Tentar educar um filho (no meu caso, um menino) sem reforçar os estereótipos de gênero não é tarefa fácil nesse mundo patriarcal, disso já sabemos. Passamos das coisas simples às mais complexas, da escolha da cor pra pintar o quarto do bebê ao tratamento diferenciado nas escolas e, consequentemente, à reprodução desses estereótipos que serão inevitavelmente ensinados ao seu filho na escola e mesmo em espaços familiares mais amplos. Nesse caso, por ora, não tem jeito mesmo, ele vai ouvir uma hora da vida que meninas brincam de boneca, gostam de balé, são mais doces e essas coisas todas e meninos brincam de bola, gostam de esportes e são mais fortes. A questão que fica é: o que fazer quando isso acontecer?

Bem, como mãe, percebi que minha parte nessa luta era criar um filho pronto para responder nesses momentos e, quando ele mesmo recaísse nessa reprodução, ouvir e refletir sobre isso.
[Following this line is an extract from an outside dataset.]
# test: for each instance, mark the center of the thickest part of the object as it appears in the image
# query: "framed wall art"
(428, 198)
Meu filho não é O exemplo da criança com a criação mais libertária do mundo, longe disso. Minha família e a do pai dele são famílias tradicionais, apegadas a valores religiosos (e essa é uma outra briga constante na criação dele, pra um outro papo longo que ao mesmo tempo tem tudo a ver com esse papo aqui) e que reforçam a todo tempo os estereótipos de gênero ao lidar com suas crianças. É desgastante ter que repetir a cada reunião, "sim, ele pode brincar de boneca", "não, ele não gosta de futebol", mas precisamos ter forças pra continuar fazendo isso. Parece chato, repetitivo e é mesmo. O mesmo acontece com a escola, o mesmo acontece nas interações com outras famílias tradicionais que inevitavelmente surgirão no convívio da sua criança.

O que eu sempre faço com ele é dialogar para que ele mesmo, ao longo da vida, não naturalize esses papéis sexuais socialmente impostos. Então, não é incomum que ele mesmo corrija os adultos ao redor dele quando esses fatos acontecem. Ele já vai fazer 9 anos e já tem bastante autonomia pra questionar essas atitudes. Já ouvi ele dizendo pra priminha mais nova, "você pode gostar de azul sim, você pode gostar da cor que quiser". E ele já teve problemas na escola por não acertar um dever onde ele deveria circular os brinquedos de meninos e fazer um X no de meninas, se recusou a fazer o dever como a professora queria e eu tive que ir lá brigar por ele.

Resumindo o que eu gostaria de dizer aqui, por mais cansativo que seja estar reclamando na escola o tempo todo e ficar vigilante com os adultos que cercam seu filho para que eles não prejudiquem a formação dele, aos poucos, quando a criança vai crescendo ela mesma vai refutando quando isso acontecer. Nem sempre, claro, porque ela é uma criança e vai acabar ouvindo e reproduzindo algo equivocado aqui e ali, por isso a vigilância constante nunca acaba. Mas uma educação que conteste sempre os estereótipos de gênero vai fixando lugar na cabeça da criança, que não verá nada de natural quando ouvir "você tem que gostar de azul" e que ao longo da vida, com cada vez mais autonomia, fará ela mesma a escolha de se recusar a esse papel. No fundo, acho que a gente dá essa educação e fica torcendo pra dar certo, porque certeza de que dará, não temos não... rsrs

Enfim, espero que isso possa ajudar outras mães que, como eu, enfrentam meio às cegas esses desafios que se apresentam. Espero que ajude também outras pessoas a repensarem suas relações com as crianças e como pequenos gestos podem ser prejudiciais para a formação dos pequenos. Todos somos responsáveis pelas crianças quando dividimos o ambiente com elas. Então, tenhamos responsabilidade ao tratar com elas e com o que vamos dizer a elas. É questão de bom senso. Mais ainda, a educação das nossas crianças é uma questão política.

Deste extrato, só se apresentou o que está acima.